December 4, 2014 · 561 Views
Ryanair released November traffic growth highlighting that the airline’s “Always Getting Better” customer programme delivered a stronger than expected performance in the first month of Ryanair’s significantly expanded winter schedule. Despite increasing November seat capacity by 13% (over Nov 13) and opening a large number of new city pair routes designed to appeal to business traffic, Ryanair’s November load factor rose by 7% points from 81% in 2013 to 88% in 2014. Ryanair noted that it had materially exceeded its first month load factor targets across a significant number of city pair markets. As a result of this better than expected performance in month one, of its substantially expanded winter schedule, Ryanair has now revised its full year traffic guidance up from 89m to just over 90m customers, and raised its full year profit after-tax forecast from its previous range of €750m to €770m, to a new range of €810m to €830m. Ryanair noted that the final full year profit will still be heavily reliant on close in bookings and yields in Q4 (Jan – Mar 15) over which it presently has very little visibility.
December 4, 2014 · 266 Views
For the tenth time this year the German pilots’ union, Vereinigung Cockpit (VC), representing about 5,400 Lufthansa pilots, called another nationwide strike. This one took effect from 03:00 local time on Thursday, ending at 23:59. As a consequence Lufthansa were forced to cancel 37 long-haul and half a dozen cargo flights. In fact, the announcement of this strike came as pilots were currently in the midst of a strike that was scheduled to wind down by the end of Tuesday. That disruption forced Lufthansa to cancel half of its schedule for Monday and Tuesday, grounding 1,350 flights — nearly half its schedule — and disrupting the plans of about 150,000 passengers.
As with previous strikes this year, the problem relates to early retirement packages for pilots. Currently pilots can retire at 55 and still receive up to 60% of their wages up until the age of 65 when their full pension rights kick in. German news network Deutsche Welle says Lufthansa “does not want new hires to fall under the plan (and) wishes to increase the early retirement age to 61.” VC want this existing rule to apply to all new pilots rather than solely existing ones, but the airline claims they are unable to support such costs in face of competition from both low-cost airlines such as EasyJet and Ryanair, as well as Gulf airlines including Emirates, Etihad and Qatar.

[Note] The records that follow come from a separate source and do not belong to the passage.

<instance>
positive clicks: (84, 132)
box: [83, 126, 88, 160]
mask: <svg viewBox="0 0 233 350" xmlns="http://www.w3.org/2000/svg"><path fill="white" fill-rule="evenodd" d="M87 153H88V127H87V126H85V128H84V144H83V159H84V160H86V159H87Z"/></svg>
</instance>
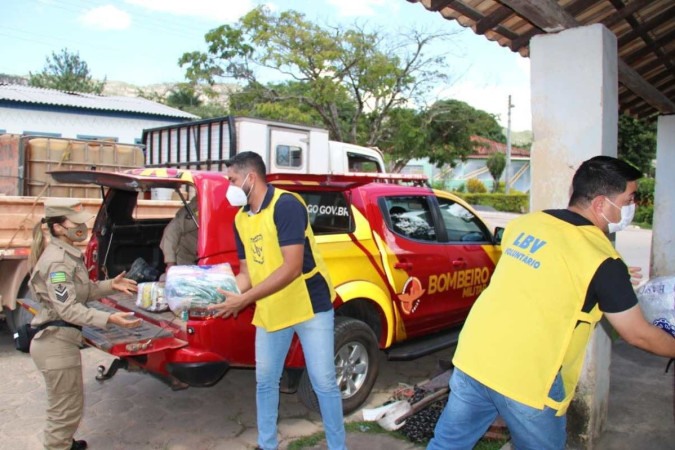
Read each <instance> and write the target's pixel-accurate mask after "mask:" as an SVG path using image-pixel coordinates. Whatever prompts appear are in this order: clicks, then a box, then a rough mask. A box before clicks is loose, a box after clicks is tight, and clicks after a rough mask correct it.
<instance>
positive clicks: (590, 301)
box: [427, 156, 675, 450]
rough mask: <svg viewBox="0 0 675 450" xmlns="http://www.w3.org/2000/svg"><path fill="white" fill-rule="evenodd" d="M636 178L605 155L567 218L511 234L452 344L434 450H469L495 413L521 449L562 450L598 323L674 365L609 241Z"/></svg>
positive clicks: (627, 274)
mask: <svg viewBox="0 0 675 450" xmlns="http://www.w3.org/2000/svg"><path fill="white" fill-rule="evenodd" d="M640 177H641V174H640V172H639V171H638V170H636V169H635V168H633V167H632V166H630V165H629V164H627V163H625V162H623V161H621V160H618V159H616V158H611V157H608V156H596V157H594V158H591V159H589V160H588V161H585V162H584V163H582V164H581V166H580V167H579V169H578V170H577V172H576V173H575V175H574V178H573V181H572V196H571V198H570V202H569V206H568V207H567V209H561V210H546V211H539V212H535V213H531V214H527V215H524V216H522V217H520V218H518V219H516V220H513V221H512V222H510V223H509V224H508V226H507V227H506V230H505V231H504V236H503V238H502V252H503V253H502V257H501V259H500V261H499V263H498V264H497V268H496V270H495V273H494V275H493V276H492V280H491V281H490V285H489V286H488V288H487V289H486V290H485V291H483V293H482V294H481V296H480V297H479V298H478V300H477V301H476V303H475V304H474V306H473V308H472V309H471V312H470V313H469V317H468V319H467V321H466V324H465V325H464V328H463V330H462V333H461V334H460V337H459V343H458V346H457V350H456V352H455V356H454V358H453V363H454V365H455V370H454V373H453V375H452V377H451V380H450V389H451V394H450V398H449V399H448V404H447V405H446V407H445V410H444V411H443V414H442V415H441V417H440V419H439V421H438V423H437V424H436V429H435V432H434V438H433V439H432V440H431V441H430V442H429V446H428V447H427V448H428V449H431V450H439V449H443V450H458V449H472V448H473V446H474V445H475V443H476V442H477V441H478V439H480V437H481V436H483V434H484V433H485V431H486V430H487V428H488V427H489V426H490V424H491V423H492V422H493V421H494V420H495V418H496V417H497V416H498V415H499V416H501V417H502V418H503V419H504V421H505V422H506V425H507V427H508V428H509V431H510V433H511V438H512V441H513V444H514V446H515V448H517V449H518V450H524V449H532V450H547V449H551V450H553V449H555V450H562V449H564V448H565V443H566V438H567V435H566V430H565V428H566V420H565V413H566V411H567V407H568V405H569V403H570V401H571V400H572V397H573V396H574V391H575V388H576V385H577V382H578V380H579V374H580V372H581V368H582V364H583V361H584V355H585V351H586V345H587V343H588V340H589V338H590V336H591V333H592V331H593V328H594V326H595V324H596V323H597V322H598V321H599V320H600V319H601V318H602V315H603V314H604V315H605V316H606V317H607V319H608V320H609V322H610V323H611V324H612V326H613V327H614V329H615V330H616V331H617V332H618V333H619V334H620V335H621V337H622V338H623V339H625V340H626V341H627V342H628V343H630V344H632V345H634V346H636V347H639V348H641V349H643V350H646V351H649V352H651V353H654V354H656V355H660V356H666V357H669V358H672V357H675V339H673V338H672V336H670V335H669V334H668V333H666V332H664V331H663V330H661V329H659V328H657V327H655V326H653V325H651V324H650V323H648V322H647V321H646V320H645V319H644V317H643V315H642V311H641V310H640V307H639V305H638V301H637V297H636V295H635V292H634V291H633V288H632V286H631V275H630V273H629V269H628V267H627V266H626V264H625V263H624V262H623V261H622V259H621V256H620V255H619V254H618V253H617V252H616V250H615V249H614V247H613V246H612V243H611V242H610V241H609V239H608V238H607V234H606V233H614V232H616V231H619V230H621V229H623V228H624V227H625V226H627V225H628V224H630V222H631V221H632V219H633V214H634V211H635V192H636V191H637V181H636V180H637V179H638V178H640Z"/></svg>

This is backed up by the fact that after an announcement was made in mid-July, on Wednesday this week the board at Lufthansa agreed to launch a new low-cost, long-distance airline under a separate name.

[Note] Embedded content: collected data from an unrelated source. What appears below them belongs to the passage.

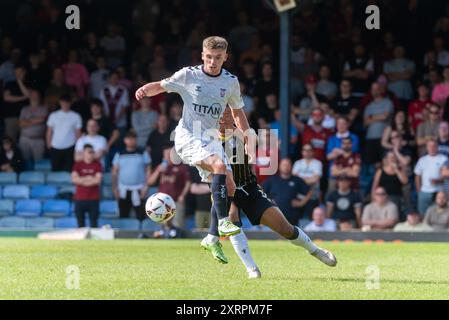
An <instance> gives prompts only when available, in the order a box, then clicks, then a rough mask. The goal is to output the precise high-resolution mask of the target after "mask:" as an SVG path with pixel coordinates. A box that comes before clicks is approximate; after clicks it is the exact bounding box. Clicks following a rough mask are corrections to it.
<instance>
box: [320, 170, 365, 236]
mask: <svg viewBox="0 0 449 320" xmlns="http://www.w3.org/2000/svg"><path fill="white" fill-rule="evenodd" d="M326 206H327V216H328V218H331V219H334V220H336V221H337V224H338V228H339V229H340V230H341V231H348V230H351V229H352V228H357V227H360V226H361V216H362V199H361V198H360V195H359V193H357V192H354V191H353V189H352V188H351V179H350V178H349V177H347V176H340V177H338V178H337V190H335V191H333V192H331V193H330V194H329V196H328V197H327V199H326Z"/></svg>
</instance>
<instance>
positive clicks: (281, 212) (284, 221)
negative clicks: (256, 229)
mask: <svg viewBox="0 0 449 320" xmlns="http://www.w3.org/2000/svg"><path fill="white" fill-rule="evenodd" d="M260 222H261V224H263V225H266V226H267V227H269V228H270V229H271V230H273V231H275V232H276V233H278V234H279V235H281V236H282V237H284V238H286V239H288V240H290V242H291V243H292V244H293V245H295V246H300V247H303V248H304V249H306V250H307V251H308V252H309V253H310V254H311V255H312V256H314V257H315V258H317V259H318V260H320V261H321V262H323V263H324V264H326V265H328V266H330V267H334V266H335V265H336V264H337V259H336V258H335V256H334V255H333V254H332V253H331V252H329V251H327V250H325V249H322V248H320V247H318V246H317V245H316V244H315V243H313V241H312V240H311V239H310V238H309V236H308V235H307V234H305V233H304V231H302V230H301V229H300V228H299V227H297V226H293V225H291V224H290V223H289V222H288V221H287V219H285V217H284V215H283V213H282V212H281V210H279V208H278V207H270V208H268V209H266V210H265V212H264V213H263V215H262V218H261V220H260Z"/></svg>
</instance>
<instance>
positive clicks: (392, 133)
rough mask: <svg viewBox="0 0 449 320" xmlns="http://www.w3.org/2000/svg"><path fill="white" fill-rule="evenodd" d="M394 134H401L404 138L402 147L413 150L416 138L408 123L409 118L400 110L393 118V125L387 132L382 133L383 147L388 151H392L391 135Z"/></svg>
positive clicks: (401, 110) (386, 131)
mask: <svg viewBox="0 0 449 320" xmlns="http://www.w3.org/2000/svg"><path fill="white" fill-rule="evenodd" d="M393 132H396V134H399V135H400V136H401V138H402V147H403V148H407V149H411V148H413V147H415V137H414V136H413V135H412V133H411V131H410V126H409V125H408V122H407V117H406V115H405V112H404V111H402V110H399V111H397V112H396V114H395V115H394V117H393V121H392V122H391V125H389V126H388V127H386V128H385V130H384V131H383V133H382V141H381V144H382V147H383V148H384V149H386V150H391V149H392V144H391V135H392V134H393Z"/></svg>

Usually strikes usually receive full support from the German public, but this time the pilots have come in for some severe criticism. According to Ernst Elitz of the German daily newspaper Bild, “In their cockpits, the pilots are in cloud cuckoo land… For Lufthansa it’s about surviving merciless competition. But the captains care only about their fat pensions and the dream of the good old days when there weren’t any budget carriers.”